Limitations of Normalization in Attention Mechanism
Timur Mudarisov, Mikhail Burtsev, Tatiana Petrova, Radu State

TL;DR
This paper analyzes the limitations of normalization in attention mechanisms, revealing how it affects token selection and model sensitivity, and provides both theoretical insights and empirical validation using GPT-2.
Contribution
It offers a theoretical framework for understanding normalization effects in attention, highlighting issues with token distinguishability and training sensitivity, and suggests directions for more robust attention designs.
Findings
Increased selected tokens reduce token distinguishability.
Softmax normalization causes gradient sensitivity issues during training.

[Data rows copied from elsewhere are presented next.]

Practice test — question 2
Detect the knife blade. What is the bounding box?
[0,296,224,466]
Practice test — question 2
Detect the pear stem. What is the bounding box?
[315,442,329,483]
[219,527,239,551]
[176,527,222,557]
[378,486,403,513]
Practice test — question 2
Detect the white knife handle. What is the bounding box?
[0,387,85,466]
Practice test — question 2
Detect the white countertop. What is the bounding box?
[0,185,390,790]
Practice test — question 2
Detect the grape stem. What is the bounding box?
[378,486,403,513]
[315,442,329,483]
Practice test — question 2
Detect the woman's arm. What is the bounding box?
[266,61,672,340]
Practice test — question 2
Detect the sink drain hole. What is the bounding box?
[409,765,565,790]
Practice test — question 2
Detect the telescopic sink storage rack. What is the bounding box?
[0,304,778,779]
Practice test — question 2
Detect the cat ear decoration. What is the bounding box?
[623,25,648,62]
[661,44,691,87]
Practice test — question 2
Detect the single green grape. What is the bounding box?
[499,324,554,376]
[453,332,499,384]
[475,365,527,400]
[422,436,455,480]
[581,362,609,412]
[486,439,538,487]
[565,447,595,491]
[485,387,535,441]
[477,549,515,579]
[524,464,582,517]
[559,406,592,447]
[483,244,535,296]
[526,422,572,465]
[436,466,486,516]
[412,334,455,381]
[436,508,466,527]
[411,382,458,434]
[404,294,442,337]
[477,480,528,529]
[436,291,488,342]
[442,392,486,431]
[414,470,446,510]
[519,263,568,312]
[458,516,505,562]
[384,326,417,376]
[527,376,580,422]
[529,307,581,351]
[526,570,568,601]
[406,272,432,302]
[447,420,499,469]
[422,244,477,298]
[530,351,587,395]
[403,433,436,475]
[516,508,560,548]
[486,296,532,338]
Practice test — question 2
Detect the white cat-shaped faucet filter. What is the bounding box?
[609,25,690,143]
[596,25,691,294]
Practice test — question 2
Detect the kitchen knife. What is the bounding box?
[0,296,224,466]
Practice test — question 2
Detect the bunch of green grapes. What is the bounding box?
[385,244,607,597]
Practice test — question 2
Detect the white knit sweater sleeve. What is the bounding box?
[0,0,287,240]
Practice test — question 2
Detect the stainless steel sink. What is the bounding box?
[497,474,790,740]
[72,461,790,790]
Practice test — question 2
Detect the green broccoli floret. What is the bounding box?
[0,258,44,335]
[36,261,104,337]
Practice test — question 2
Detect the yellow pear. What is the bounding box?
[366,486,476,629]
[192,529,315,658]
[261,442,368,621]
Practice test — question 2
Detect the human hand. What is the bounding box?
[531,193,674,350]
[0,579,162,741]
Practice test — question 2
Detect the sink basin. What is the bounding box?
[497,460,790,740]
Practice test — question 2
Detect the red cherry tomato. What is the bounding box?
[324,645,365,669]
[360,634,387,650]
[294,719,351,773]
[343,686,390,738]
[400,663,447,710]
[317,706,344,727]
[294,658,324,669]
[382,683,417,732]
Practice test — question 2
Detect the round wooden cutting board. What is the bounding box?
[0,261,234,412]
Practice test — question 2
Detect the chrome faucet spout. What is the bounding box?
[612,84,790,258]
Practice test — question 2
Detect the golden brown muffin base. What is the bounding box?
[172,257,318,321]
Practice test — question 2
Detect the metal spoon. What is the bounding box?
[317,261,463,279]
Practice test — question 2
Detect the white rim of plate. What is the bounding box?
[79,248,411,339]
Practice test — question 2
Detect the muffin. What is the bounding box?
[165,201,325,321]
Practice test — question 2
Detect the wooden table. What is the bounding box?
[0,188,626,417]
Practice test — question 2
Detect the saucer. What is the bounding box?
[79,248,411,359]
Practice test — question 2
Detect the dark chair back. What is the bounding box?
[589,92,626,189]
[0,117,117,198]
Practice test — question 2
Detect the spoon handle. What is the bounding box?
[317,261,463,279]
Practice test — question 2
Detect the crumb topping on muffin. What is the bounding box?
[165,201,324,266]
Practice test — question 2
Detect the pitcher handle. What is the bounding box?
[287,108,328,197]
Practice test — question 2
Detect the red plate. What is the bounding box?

Model tends toward uniform token selection as token count grows.
Abstract
This paper investigates the limitations of the normalization in attention mechanisms. We begin with a theoretical framework that enables the identification of the model's selective ability and the geometric separation involved in token selection. Our analysis includes explicit bounds on distances and separation criteria for token vectors under softmax scaling. Through experiments with pre-trained GPT-2 model, we empirically validate our theoretical results and analyze key behaviors of the attention mechanism. Notably, we demonstrate that as the number of selected tokens increases, the model's ability to distinguish informative tokens declines, often converging toward a uniform selection pattern. We also show that gradient sensitivity under softmax normalization presents challenges during training, especially at low temperature settings. These findings advance current understanding of…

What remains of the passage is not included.